Another time, a girl he'd just met at a bar asked him to join her darts team because he was the "Black athlete of the group." Aside from the fact that he's not athletically inclined, Jean-Baptiste notes, "It was a stupid assumption, but it was done very politely."

As an entertainer, Jean-Baptiste focuses on telling authentic stories that often revolve around a Haitian-American protagonist. In 2016, he and his creative partner, Edson Jean, were awarded a $25,000 grant as part of Ben Affleck's Project Greenlight initiative. The pair used that money to produce an eight-episode scripted web series, Grown, for Complex in 2018.

Despite living thousands of miles from home, Jean-Baptiste says, "I'm still all for producing stories that are from Miami, set in Miami, or about Haitian people, and pushing that narrative, because I feel like that's a very important fight to have."

Before the move, Jean-Baptiste and Jean wrote a movie together. The story centered on a Haitian nursing assistant, Ludi, working in Miami to be able to send money home to Haiti. Jean later directed the picture locally in Miami with funding from an Oolite Arts grant. Jean-Baptiste says the movie is being workshopped as part of the Independent Filmmaker Project (IFP) lab.

At the moment, Jean-Baptiste is working on a new script that deals with microaggression racism in the workplace, a topic he was inspired to tackle after the explosion of the Black Lives Matter movement this summer.

"I took a break from social media when everything surrounding George Floyd and Breonna Taylor's deaths happened, because I wanted to take a step back to listen and learn more," he says. "I wanted to make sure that if I did put anything out there, it was going to be from a place of being informed and a place of genuine, thoughtful insight from my part."

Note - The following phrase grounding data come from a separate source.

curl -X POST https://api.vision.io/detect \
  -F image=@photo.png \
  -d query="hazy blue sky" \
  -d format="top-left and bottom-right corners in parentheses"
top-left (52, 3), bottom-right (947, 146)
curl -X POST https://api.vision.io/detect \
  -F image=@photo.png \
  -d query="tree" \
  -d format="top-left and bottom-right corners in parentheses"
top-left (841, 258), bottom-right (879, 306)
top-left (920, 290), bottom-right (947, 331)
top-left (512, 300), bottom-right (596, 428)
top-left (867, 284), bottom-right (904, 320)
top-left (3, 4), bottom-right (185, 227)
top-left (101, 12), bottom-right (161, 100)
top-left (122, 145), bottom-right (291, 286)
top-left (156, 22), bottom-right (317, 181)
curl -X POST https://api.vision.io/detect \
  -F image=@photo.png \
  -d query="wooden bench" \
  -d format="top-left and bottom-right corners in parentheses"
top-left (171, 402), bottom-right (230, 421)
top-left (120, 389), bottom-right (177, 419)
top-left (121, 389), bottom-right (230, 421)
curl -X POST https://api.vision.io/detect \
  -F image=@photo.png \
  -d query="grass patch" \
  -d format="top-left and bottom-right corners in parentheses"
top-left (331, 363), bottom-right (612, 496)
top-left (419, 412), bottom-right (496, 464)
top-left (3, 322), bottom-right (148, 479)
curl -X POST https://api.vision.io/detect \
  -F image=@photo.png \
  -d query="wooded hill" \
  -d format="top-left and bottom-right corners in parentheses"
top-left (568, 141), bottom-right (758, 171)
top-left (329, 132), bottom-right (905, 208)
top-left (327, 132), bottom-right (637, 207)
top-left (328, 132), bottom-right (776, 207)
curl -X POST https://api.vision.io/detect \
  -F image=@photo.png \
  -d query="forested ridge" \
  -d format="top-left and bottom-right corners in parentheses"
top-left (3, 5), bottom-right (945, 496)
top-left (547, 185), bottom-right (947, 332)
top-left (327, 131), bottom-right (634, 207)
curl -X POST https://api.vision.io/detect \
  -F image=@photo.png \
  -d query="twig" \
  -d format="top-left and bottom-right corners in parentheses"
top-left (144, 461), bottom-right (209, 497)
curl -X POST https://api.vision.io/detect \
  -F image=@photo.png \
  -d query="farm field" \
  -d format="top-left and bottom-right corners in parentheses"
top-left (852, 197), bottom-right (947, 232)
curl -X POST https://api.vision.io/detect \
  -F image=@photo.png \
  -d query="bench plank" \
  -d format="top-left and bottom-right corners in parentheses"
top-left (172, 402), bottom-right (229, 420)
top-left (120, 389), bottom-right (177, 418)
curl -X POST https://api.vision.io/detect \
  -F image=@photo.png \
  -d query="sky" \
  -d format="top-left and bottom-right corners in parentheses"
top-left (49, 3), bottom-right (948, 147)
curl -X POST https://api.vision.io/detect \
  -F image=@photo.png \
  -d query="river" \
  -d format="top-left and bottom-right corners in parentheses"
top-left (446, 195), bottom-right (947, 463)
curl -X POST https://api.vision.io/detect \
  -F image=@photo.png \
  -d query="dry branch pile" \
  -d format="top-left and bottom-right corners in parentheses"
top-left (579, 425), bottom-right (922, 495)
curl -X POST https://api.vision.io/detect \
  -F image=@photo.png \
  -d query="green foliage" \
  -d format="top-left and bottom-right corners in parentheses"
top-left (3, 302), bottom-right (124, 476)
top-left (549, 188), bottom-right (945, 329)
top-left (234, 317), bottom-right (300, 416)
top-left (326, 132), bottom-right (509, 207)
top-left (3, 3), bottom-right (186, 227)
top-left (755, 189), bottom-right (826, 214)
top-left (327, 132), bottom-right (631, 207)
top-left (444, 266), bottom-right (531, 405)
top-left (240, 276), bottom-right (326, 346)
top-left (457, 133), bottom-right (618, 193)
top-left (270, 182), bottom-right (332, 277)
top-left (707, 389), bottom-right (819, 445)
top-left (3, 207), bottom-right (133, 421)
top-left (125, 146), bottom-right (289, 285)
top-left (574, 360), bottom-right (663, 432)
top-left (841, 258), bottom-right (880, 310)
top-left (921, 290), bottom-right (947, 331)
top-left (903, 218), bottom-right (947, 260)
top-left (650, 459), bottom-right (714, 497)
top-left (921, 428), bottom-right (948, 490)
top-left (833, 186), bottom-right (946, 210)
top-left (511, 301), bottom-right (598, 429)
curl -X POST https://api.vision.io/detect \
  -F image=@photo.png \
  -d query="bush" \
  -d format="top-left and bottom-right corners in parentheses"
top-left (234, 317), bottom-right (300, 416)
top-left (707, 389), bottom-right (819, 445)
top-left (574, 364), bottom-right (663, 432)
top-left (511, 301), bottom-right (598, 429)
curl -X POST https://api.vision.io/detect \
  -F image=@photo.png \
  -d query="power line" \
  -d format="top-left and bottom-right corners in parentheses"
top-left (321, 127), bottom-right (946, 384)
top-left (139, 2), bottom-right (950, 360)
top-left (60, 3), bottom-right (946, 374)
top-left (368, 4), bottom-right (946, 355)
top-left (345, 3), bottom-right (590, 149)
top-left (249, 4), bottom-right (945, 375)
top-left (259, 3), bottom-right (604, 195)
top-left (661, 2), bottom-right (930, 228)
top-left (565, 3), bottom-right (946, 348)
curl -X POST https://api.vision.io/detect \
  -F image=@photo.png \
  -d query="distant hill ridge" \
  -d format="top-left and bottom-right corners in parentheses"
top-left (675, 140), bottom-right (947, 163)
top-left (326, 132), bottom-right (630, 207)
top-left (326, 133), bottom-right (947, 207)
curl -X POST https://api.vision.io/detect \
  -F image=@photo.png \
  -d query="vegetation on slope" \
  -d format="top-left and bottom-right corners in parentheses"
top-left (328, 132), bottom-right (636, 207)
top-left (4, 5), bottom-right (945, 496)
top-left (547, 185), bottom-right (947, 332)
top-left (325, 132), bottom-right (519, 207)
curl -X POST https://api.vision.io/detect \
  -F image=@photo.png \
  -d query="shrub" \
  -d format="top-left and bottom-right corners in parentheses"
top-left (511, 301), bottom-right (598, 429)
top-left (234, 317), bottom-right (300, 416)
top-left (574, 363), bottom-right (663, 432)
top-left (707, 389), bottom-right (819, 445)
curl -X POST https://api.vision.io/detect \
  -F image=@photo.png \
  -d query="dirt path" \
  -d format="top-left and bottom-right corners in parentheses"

He points out the connection between art and protesting: Art in its purest form is essentially a form of protest. "I'm an artist," he says plainly. "Now, even more so, I want to put forth more creative content that will help push the message of equality and representation in the media."

As for what's next, he's focused on learning the lay of the land and, eventually, finagling his way into the room where things happen. "I do have a guiding light, and my goal is to be in a writer's room. I'll write some awesome episodes for a show and eventually get the opportunity to write for my own show that would star myself or someone like me.

"My goal is to be a creator and use the engine of Hollywood to create authentic stories."